Monday, February 6, 2012

Wisława Szymborska R.I.P.


Polish poet and Nobel Laureate Wisława Szymborska dies on Wednesday 1 February in Krakow, aged 88. Szymborska was described by Czesław Miłosz as "a poet of consciousness... she speaks to us, living at the same time, as one of us, reserving her private matters for herself."

I mentioned her in this blog entry from 2010. And she will also get a mention in my poetry collection from Doghouse in a poem published in THE SHOp magazine in Autumn/Winter 2010 called My Interest in Polish Poetry has been Aroused.

I love this early poem of hers, that line, The hour of do-we-vanish-too-without-a-trace is brilliant in its simplicity.

Four a.m.

The hour between night and day.
The hour between toss and turn.
The hour of thirty-year-olds.

The hour swept clean for rooster's crowing.
The hour when the earth takes back its warm embrace.
The hour of cool drafts from extinguished stars.
The hour of do-we-vanish-too-without-a-trace.

Empty hour.
Hollow. Vain.
Rock bottom of all the other hours.

No one feels fine at four a.m.
If ants feel fine at four a.m.,
we're happy for the ants. And let five a.m. come
if we've got to go on living.

Wislawa Szymborska. Translated by Stanislaw Baranczak and Clare Cavanagh.

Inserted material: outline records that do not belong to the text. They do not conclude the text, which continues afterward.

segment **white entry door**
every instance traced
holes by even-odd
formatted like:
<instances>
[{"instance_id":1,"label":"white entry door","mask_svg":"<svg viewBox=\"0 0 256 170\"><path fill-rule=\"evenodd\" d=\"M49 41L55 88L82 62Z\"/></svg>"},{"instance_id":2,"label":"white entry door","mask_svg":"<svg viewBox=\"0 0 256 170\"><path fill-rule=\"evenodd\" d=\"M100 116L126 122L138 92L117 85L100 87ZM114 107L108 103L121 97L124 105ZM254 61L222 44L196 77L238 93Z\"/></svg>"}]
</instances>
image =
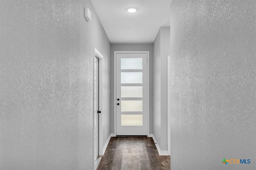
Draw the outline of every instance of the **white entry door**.
<instances>
[{"instance_id":1,"label":"white entry door","mask_svg":"<svg viewBox=\"0 0 256 170\"><path fill-rule=\"evenodd\" d=\"M94 161L99 155L99 59L94 58Z\"/></svg>"},{"instance_id":2,"label":"white entry door","mask_svg":"<svg viewBox=\"0 0 256 170\"><path fill-rule=\"evenodd\" d=\"M117 135L147 135L147 55L116 54Z\"/></svg>"}]
</instances>

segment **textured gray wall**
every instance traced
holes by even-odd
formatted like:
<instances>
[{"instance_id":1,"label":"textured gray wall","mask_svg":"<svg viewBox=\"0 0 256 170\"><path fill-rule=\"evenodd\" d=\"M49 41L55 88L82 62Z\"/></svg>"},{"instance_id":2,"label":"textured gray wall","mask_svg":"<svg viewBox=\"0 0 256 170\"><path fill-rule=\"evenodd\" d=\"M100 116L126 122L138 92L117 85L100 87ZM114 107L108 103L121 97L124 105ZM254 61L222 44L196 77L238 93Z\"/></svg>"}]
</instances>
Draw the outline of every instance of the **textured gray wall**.
<instances>
[{"instance_id":1,"label":"textured gray wall","mask_svg":"<svg viewBox=\"0 0 256 170\"><path fill-rule=\"evenodd\" d=\"M154 133L161 150L167 150L167 56L170 27L161 27L154 43ZM160 137L159 137L160 133Z\"/></svg>"},{"instance_id":2,"label":"textured gray wall","mask_svg":"<svg viewBox=\"0 0 256 170\"><path fill-rule=\"evenodd\" d=\"M153 44L111 44L110 45L110 130L114 133L114 51L149 51L149 121L150 133L153 133Z\"/></svg>"},{"instance_id":3,"label":"textured gray wall","mask_svg":"<svg viewBox=\"0 0 256 170\"><path fill-rule=\"evenodd\" d=\"M104 56L104 144L110 44L90 1L0 5L0 169L92 169L94 47Z\"/></svg>"},{"instance_id":4,"label":"textured gray wall","mask_svg":"<svg viewBox=\"0 0 256 170\"><path fill-rule=\"evenodd\" d=\"M158 145L161 138L161 29L154 42L153 73L153 133ZM159 146L160 147L160 146ZM160 148L161 149L161 148Z\"/></svg>"},{"instance_id":5,"label":"textured gray wall","mask_svg":"<svg viewBox=\"0 0 256 170\"><path fill-rule=\"evenodd\" d=\"M255 2L172 3L172 170L256 169Z\"/></svg>"}]
</instances>

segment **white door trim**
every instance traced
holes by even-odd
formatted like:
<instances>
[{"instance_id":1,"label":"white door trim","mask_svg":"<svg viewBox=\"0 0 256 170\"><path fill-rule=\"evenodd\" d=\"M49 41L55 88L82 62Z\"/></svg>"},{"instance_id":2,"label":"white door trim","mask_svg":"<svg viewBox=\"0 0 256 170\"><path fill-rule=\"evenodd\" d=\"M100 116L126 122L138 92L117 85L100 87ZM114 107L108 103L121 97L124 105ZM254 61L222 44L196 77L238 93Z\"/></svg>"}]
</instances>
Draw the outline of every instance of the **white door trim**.
<instances>
[{"instance_id":1,"label":"white door trim","mask_svg":"<svg viewBox=\"0 0 256 170\"><path fill-rule=\"evenodd\" d=\"M99 113L99 155L102 155L103 152L103 117L102 117L102 114L104 113L103 110L102 109L102 105L103 103L103 63L102 60L103 58L103 56L100 54L100 53L96 49L96 48L94 48L94 59L95 58L94 56L97 57L98 59L99 59L99 109L101 111L101 113ZM94 94L94 75L95 74L94 73L94 64L93 64L93 76L94 78L93 81L93 94ZM94 100L93 100L93 106L94 106ZM93 113L95 112L95 110L94 110L94 110ZM93 114L92 115L94 115ZM94 129L94 116L93 116L93 127L94 127L94 136L95 135L94 134L94 132L95 131L95 129ZM95 143L95 141L94 141L94 142L93 142L93 147L94 148L95 145L96 143ZM94 152L93 154L93 160L94 160L94 158L95 157L95 155L94 155ZM96 165L95 164L95 162L94 162L94 169L96 169L97 168L96 167Z\"/></svg>"},{"instance_id":2,"label":"white door trim","mask_svg":"<svg viewBox=\"0 0 256 170\"><path fill-rule=\"evenodd\" d=\"M171 56L167 56L167 152L171 155Z\"/></svg>"},{"instance_id":3,"label":"white door trim","mask_svg":"<svg viewBox=\"0 0 256 170\"><path fill-rule=\"evenodd\" d=\"M114 99L113 101L114 104L114 135L116 136L116 107L115 106L116 104L116 54L124 54L124 53L146 53L147 54L147 113L148 119L147 119L147 133L148 135L149 135L149 51L114 51Z\"/></svg>"}]
</instances>

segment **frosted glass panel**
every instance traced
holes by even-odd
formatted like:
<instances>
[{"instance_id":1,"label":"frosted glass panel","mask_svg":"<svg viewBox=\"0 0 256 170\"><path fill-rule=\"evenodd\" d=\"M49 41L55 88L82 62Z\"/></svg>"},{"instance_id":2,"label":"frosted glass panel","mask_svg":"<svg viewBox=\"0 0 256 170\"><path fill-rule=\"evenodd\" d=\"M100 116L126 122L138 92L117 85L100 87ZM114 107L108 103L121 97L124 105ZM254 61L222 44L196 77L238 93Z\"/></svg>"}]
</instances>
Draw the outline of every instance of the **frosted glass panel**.
<instances>
[{"instance_id":1,"label":"frosted glass panel","mask_svg":"<svg viewBox=\"0 0 256 170\"><path fill-rule=\"evenodd\" d=\"M121 111L142 111L142 101L122 100Z\"/></svg>"},{"instance_id":2,"label":"frosted glass panel","mask_svg":"<svg viewBox=\"0 0 256 170\"><path fill-rule=\"evenodd\" d=\"M142 72L122 72L121 83L142 83Z\"/></svg>"},{"instance_id":3,"label":"frosted glass panel","mask_svg":"<svg viewBox=\"0 0 256 170\"><path fill-rule=\"evenodd\" d=\"M121 115L121 126L142 126L142 115Z\"/></svg>"},{"instance_id":4,"label":"frosted glass panel","mask_svg":"<svg viewBox=\"0 0 256 170\"><path fill-rule=\"evenodd\" d=\"M142 86L124 86L121 87L121 98L142 98Z\"/></svg>"},{"instance_id":5,"label":"frosted glass panel","mask_svg":"<svg viewBox=\"0 0 256 170\"><path fill-rule=\"evenodd\" d=\"M121 58L121 69L142 69L142 59Z\"/></svg>"}]
</instances>

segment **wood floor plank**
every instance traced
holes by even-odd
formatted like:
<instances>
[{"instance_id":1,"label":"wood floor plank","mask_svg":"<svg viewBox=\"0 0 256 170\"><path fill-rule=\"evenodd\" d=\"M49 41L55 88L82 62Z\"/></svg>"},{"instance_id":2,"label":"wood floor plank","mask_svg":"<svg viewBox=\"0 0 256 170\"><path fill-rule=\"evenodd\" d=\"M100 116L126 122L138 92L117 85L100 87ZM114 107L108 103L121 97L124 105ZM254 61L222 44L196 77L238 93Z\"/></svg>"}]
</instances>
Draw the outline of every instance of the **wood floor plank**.
<instances>
[{"instance_id":1,"label":"wood floor plank","mask_svg":"<svg viewBox=\"0 0 256 170\"><path fill-rule=\"evenodd\" d=\"M160 156L152 138L115 137L99 164L101 170L170 170L170 156Z\"/></svg>"}]
</instances>

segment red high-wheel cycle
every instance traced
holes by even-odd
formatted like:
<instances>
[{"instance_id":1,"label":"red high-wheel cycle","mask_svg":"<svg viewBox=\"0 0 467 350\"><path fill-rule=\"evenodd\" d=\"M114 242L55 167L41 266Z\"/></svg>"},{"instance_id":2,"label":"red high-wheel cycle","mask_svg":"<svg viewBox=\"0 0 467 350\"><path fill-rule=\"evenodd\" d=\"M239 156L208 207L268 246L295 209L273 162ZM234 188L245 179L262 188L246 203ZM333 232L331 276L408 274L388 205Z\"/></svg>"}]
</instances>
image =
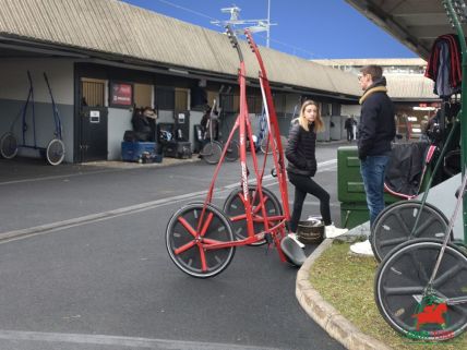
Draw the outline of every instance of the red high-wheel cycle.
<instances>
[{"instance_id":1,"label":"red high-wheel cycle","mask_svg":"<svg viewBox=\"0 0 467 350\"><path fill-rule=\"evenodd\" d=\"M240 245L268 242L276 246L283 262L289 261L300 265L304 261L301 249L297 249L294 245L295 242L286 236L286 222L289 220L290 214L284 152L271 88L260 51L250 32L246 29L244 35L260 65L259 79L270 124L268 147L274 159L273 174L279 185L280 202L271 191L262 186L267 154L264 156L264 162L260 169L253 145L252 128L248 118L243 55L237 37L229 26L227 26L227 35L240 59L238 74L240 112L224 145L206 198L204 202L187 204L177 210L170 218L166 230L166 245L170 258L182 271L197 278L208 278L220 274L231 262L236 248ZM241 188L230 193L224 209L220 209L212 204L214 185L237 130L239 130L240 144ZM255 184L253 181L249 181L247 142L250 142Z\"/></svg>"}]
</instances>

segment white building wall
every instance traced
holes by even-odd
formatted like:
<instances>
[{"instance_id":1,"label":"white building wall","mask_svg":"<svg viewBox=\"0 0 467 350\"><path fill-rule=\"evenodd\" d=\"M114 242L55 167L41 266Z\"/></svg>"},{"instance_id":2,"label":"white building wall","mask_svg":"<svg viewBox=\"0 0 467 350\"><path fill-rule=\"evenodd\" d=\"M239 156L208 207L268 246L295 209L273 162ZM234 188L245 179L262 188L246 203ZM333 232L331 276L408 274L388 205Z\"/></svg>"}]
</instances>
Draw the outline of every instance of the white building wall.
<instances>
[{"instance_id":1,"label":"white building wall","mask_svg":"<svg viewBox=\"0 0 467 350\"><path fill-rule=\"evenodd\" d=\"M340 107L340 114L342 116L354 116L354 117L360 117L360 105L342 105Z\"/></svg>"}]
</instances>

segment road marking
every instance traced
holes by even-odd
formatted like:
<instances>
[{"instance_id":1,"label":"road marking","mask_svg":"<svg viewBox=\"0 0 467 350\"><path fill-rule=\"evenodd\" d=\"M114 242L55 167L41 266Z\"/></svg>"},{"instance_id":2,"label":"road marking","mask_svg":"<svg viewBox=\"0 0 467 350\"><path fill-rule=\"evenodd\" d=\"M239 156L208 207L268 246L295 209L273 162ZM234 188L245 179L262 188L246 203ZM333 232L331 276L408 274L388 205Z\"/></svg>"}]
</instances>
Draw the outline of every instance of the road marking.
<instances>
[{"instance_id":1,"label":"road marking","mask_svg":"<svg viewBox=\"0 0 467 350\"><path fill-rule=\"evenodd\" d=\"M68 342L68 343L87 343L118 347L132 347L145 349L251 349L266 350L273 348L240 346L235 343L204 342L204 341L184 341L141 337L120 337L106 335L84 335L84 334L62 334L62 333L41 333L41 331L21 331L21 330L0 330L0 339L4 340L25 340L25 341L48 341L48 342ZM274 349L273 349L274 350Z\"/></svg>"},{"instance_id":2,"label":"road marking","mask_svg":"<svg viewBox=\"0 0 467 350\"><path fill-rule=\"evenodd\" d=\"M331 165L335 161L337 161L337 160L336 159L326 160L326 161L320 162L318 166L321 167L322 165L324 165L324 166ZM271 186L271 185L276 184L276 181L268 183L272 180L275 180L275 178L273 178L271 174L264 176L263 177L263 185L264 186ZM254 184L255 182L256 181L251 181L251 182L249 182L249 184ZM223 188L215 189L213 195L218 197L219 195L223 195L226 192L231 191L231 189L234 189L236 186L239 186L238 182L230 183L230 184L225 185ZM161 200L156 200L156 201L140 203L140 204L135 204L135 205L130 205L130 206L121 207L118 209L89 214L89 215L85 215L85 216L81 216L81 217L76 217L76 218L72 218L72 219L68 219L68 220L55 221L55 222L50 222L50 224L29 227L26 229L12 230L12 231L8 231L8 232L0 232L0 243L7 243L10 241L24 239L24 238L28 238L32 236L55 232L55 231L59 231L59 230L63 230L63 229L68 229L68 228L72 228L72 227L76 227L76 226L81 226L81 225L108 220L108 219L111 219L115 217L120 217L120 216L140 213L140 212L144 212L144 210L149 210L149 209L154 209L154 208L157 208L160 206L165 206L165 205L169 205L169 204L173 204L173 203L178 203L178 202L184 202L187 200L193 200L196 197L201 197L201 196L206 195L207 192L208 191L191 192L191 193L180 194L180 195L166 197L166 198L161 198Z\"/></svg>"}]
</instances>

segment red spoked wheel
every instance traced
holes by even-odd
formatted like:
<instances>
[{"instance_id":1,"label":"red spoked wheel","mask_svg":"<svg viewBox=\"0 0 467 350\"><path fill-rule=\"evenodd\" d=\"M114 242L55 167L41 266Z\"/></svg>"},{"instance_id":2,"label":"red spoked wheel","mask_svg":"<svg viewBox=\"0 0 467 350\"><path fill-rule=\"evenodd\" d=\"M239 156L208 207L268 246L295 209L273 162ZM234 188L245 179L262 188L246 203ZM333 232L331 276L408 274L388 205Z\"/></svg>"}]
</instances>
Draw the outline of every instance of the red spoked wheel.
<instances>
[{"instance_id":1,"label":"red spoked wheel","mask_svg":"<svg viewBox=\"0 0 467 350\"><path fill-rule=\"evenodd\" d=\"M169 256L177 267L192 277L208 278L226 269L234 258L235 246L209 249L209 245L231 241L230 220L212 204L188 204L176 212L167 225Z\"/></svg>"},{"instance_id":2,"label":"red spoked wheel","mask_svg":"<svg viewBox=\"0 0 467 350\"><path fill-rule=\"evenodd\" d=\"M268 227L273 227L283 219L283 210L279 201L274 193L265 188L263 191L263 203L260 201L260 193L256 186L249 186L250 203L253 216L254 232L259 233L265 230L265 221L267 220ZM247 230L247 214L244 210L243 191L241 188L234 190L227 196L224 203L224 213L230 218L234 233L238 239L248 238ZM262 207L265 208L266 218L263 217ZM266 243L266 240L261 240L251 245L261 245Z\"/></svg>"}]
</instances>

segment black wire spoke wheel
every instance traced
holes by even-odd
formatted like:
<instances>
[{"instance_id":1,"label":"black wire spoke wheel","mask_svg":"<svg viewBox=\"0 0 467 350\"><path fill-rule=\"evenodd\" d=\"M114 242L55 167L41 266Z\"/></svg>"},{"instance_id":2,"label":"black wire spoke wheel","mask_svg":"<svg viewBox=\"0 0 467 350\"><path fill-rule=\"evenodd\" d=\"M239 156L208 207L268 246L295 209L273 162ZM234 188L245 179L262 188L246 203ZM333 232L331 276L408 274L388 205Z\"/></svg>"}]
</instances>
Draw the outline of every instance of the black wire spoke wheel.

More of her poetry here. The Guardian obituary here.

3 comments:

Rachel Fenton said...

That poem's not as simple as it looks. Very sad.

Michael Farry said...

Indeed, but the way she used apparently simple language to convey such profound and complex fears is impressive.

Honor said...

What a beautiful looking woman! Her poem is marvellous. It reminds me somewhat of Fleur Adcock's 'Things', although for her, 5am is the time when: "All the worse things some stalking in and stand icily about the bed, looking worse and worse and worse."